Temporary respite in downward trend in yields – but bottom not yet reached
 
The pressure on yields continued at the beginning of the year, and this will continue to be the case throughout 2016. Conversely, the further reduction in returns on government bonds means that the distance to prime yields remains at an historic high and - purely based on this comparison - is also attractive. In the first three months of the year we did observe a temporary respite here. The average value of the office prime yield for the Big 7 fell only slightly and now lies at 4.13%. This is the smallest decline in yields for the last six quarters.
 
In terms of yield development it was also a quiet quarter in the retail segment. No change was registered for shopping centres (4.25%), specialist retail products (5.25% for retail warehousing parks  and 5.50% for retail warehousing solus units ) or high street units (3.75%).
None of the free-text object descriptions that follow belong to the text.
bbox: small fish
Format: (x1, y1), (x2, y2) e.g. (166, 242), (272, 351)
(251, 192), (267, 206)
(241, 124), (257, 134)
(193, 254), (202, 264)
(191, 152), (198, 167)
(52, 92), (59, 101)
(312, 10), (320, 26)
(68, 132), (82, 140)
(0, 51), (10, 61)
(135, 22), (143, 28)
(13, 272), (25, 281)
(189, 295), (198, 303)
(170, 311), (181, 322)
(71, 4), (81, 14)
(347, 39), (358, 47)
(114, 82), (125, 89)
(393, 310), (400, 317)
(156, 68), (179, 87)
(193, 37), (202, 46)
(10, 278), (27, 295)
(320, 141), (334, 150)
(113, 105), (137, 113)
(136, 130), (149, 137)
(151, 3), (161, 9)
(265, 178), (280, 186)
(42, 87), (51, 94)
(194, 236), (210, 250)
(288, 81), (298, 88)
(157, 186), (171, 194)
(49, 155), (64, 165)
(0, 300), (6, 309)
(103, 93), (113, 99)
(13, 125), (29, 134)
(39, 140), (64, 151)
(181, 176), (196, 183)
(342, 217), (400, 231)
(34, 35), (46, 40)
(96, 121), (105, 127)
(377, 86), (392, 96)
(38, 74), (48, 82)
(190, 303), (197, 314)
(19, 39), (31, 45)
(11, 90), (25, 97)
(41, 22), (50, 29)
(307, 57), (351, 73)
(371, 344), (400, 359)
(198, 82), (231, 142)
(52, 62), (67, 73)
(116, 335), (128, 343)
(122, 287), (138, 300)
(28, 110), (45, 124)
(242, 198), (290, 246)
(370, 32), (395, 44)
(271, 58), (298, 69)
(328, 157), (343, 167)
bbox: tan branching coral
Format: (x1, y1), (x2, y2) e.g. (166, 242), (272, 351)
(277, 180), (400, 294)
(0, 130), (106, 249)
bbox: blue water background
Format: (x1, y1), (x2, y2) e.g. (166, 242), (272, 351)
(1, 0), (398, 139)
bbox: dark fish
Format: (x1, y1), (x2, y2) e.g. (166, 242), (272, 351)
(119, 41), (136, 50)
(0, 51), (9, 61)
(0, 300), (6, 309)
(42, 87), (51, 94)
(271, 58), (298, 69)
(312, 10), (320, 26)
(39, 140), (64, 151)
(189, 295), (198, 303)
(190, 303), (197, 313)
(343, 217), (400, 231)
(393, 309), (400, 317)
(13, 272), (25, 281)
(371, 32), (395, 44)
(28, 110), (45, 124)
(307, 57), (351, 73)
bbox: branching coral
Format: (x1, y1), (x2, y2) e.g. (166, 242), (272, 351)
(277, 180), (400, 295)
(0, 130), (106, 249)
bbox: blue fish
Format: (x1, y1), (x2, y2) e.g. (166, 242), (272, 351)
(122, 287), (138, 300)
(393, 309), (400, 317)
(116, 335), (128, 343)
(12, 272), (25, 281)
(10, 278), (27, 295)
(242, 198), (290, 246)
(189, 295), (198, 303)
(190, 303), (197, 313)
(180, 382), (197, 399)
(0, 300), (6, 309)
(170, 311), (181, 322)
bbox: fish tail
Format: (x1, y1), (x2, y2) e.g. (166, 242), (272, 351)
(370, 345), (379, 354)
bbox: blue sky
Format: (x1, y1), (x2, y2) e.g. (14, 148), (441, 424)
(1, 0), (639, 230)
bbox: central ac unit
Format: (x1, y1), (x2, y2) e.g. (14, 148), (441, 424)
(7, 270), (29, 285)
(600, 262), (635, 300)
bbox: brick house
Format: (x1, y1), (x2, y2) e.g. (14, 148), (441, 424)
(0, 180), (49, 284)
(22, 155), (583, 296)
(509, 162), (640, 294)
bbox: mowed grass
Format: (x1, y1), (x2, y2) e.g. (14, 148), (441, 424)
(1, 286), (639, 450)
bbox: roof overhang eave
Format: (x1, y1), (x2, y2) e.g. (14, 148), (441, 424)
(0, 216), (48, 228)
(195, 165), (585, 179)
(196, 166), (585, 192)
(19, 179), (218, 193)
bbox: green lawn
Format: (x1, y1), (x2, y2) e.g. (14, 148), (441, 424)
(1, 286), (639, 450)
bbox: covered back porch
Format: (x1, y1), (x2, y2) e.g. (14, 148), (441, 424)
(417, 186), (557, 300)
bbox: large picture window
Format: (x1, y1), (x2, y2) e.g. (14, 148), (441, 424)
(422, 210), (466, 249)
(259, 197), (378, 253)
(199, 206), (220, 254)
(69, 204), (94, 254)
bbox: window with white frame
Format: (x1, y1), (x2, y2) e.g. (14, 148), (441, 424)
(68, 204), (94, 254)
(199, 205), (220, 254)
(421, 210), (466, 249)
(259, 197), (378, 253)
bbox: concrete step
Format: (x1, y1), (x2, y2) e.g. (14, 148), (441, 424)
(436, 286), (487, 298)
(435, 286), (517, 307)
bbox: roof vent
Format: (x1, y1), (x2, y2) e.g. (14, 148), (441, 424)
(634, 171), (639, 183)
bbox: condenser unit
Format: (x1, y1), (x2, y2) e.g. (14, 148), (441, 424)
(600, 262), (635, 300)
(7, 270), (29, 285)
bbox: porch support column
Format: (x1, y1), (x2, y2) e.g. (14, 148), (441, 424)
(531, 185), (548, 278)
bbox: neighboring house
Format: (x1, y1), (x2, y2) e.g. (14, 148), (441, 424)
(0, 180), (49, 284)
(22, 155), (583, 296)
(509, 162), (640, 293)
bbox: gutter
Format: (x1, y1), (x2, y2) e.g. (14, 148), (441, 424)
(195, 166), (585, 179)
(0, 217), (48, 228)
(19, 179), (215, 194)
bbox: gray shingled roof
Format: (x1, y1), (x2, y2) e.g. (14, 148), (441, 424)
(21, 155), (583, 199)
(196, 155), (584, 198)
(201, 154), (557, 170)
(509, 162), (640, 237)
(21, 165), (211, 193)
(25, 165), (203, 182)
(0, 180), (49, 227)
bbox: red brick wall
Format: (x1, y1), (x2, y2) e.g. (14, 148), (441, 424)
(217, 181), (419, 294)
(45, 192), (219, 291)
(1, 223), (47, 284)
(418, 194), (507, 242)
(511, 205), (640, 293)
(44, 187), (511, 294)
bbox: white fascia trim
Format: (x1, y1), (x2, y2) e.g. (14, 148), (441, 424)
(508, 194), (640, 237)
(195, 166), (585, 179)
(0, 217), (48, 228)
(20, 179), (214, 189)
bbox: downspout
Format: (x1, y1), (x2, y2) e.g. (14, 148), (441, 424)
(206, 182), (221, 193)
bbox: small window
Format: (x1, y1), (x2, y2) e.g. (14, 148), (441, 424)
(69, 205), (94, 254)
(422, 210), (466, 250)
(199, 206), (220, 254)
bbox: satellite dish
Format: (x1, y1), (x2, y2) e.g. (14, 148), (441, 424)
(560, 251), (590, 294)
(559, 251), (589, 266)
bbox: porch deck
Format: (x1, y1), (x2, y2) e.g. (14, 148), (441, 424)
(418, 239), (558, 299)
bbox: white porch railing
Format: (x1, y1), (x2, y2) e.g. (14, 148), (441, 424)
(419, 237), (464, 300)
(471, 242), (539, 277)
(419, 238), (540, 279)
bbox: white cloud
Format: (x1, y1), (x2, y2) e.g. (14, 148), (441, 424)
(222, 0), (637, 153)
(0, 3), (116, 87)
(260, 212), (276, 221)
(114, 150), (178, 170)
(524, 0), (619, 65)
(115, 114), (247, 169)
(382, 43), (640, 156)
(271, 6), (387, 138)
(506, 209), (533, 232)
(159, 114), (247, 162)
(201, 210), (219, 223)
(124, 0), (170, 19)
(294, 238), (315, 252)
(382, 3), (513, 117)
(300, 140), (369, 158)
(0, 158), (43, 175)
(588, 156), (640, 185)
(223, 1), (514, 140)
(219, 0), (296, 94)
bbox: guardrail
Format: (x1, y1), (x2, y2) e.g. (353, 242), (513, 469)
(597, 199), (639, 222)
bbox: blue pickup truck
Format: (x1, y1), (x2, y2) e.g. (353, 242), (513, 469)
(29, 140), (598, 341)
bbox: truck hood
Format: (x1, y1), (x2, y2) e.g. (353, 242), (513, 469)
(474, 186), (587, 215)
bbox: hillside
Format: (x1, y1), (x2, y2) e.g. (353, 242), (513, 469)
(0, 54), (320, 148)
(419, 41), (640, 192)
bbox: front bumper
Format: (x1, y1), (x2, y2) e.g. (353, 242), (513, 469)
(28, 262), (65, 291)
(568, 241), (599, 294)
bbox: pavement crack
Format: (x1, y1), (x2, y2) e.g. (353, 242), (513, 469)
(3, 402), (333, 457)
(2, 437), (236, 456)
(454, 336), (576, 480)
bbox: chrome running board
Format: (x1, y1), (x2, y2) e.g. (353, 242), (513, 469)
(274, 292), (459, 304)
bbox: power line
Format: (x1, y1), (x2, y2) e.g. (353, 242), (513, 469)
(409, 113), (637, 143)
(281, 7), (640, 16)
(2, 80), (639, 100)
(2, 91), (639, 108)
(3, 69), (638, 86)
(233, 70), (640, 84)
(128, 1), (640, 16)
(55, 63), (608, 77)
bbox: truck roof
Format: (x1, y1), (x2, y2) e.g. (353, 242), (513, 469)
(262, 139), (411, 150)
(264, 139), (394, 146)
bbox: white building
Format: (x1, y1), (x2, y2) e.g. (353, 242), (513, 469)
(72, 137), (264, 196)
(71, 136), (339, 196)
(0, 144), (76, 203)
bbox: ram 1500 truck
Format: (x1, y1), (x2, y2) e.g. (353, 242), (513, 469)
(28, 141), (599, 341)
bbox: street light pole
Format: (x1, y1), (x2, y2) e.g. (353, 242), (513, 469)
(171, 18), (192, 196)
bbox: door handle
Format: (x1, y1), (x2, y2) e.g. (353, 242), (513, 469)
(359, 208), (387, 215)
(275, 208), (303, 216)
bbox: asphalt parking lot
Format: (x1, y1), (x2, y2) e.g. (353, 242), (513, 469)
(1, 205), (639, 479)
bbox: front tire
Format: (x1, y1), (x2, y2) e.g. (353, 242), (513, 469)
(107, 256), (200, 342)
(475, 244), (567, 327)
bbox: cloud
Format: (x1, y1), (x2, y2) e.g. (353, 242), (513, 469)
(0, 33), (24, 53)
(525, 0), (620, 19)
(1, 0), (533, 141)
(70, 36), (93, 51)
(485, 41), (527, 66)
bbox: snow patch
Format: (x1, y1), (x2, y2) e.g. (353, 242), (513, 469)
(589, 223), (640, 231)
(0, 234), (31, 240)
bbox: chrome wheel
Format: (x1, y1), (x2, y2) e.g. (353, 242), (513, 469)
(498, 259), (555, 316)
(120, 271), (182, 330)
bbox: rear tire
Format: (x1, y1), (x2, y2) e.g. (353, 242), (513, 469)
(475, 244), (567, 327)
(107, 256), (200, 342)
Warehouses/logistics properties, on the other hand, registered the strongest decline in yields among all the asset classes in the recent quarter. But even here the picture was the same as in other asset classes: the average prime yield for the Big 7 regions was unchanged at 5.27%. 
 
“Since an expected further decline in initial yields will be accompanied by a moderate rise in rents, prices are also set to increase in almost all asset classes during the year, especially as it will likely be the case in 2016 that investor interest will again be considerably higher than the willingness of owners or portfolio holders to sell. Against this background, we expect to see an increase in office capital values by almost 5% overall in 2016 as a whole,” said Scheunemann.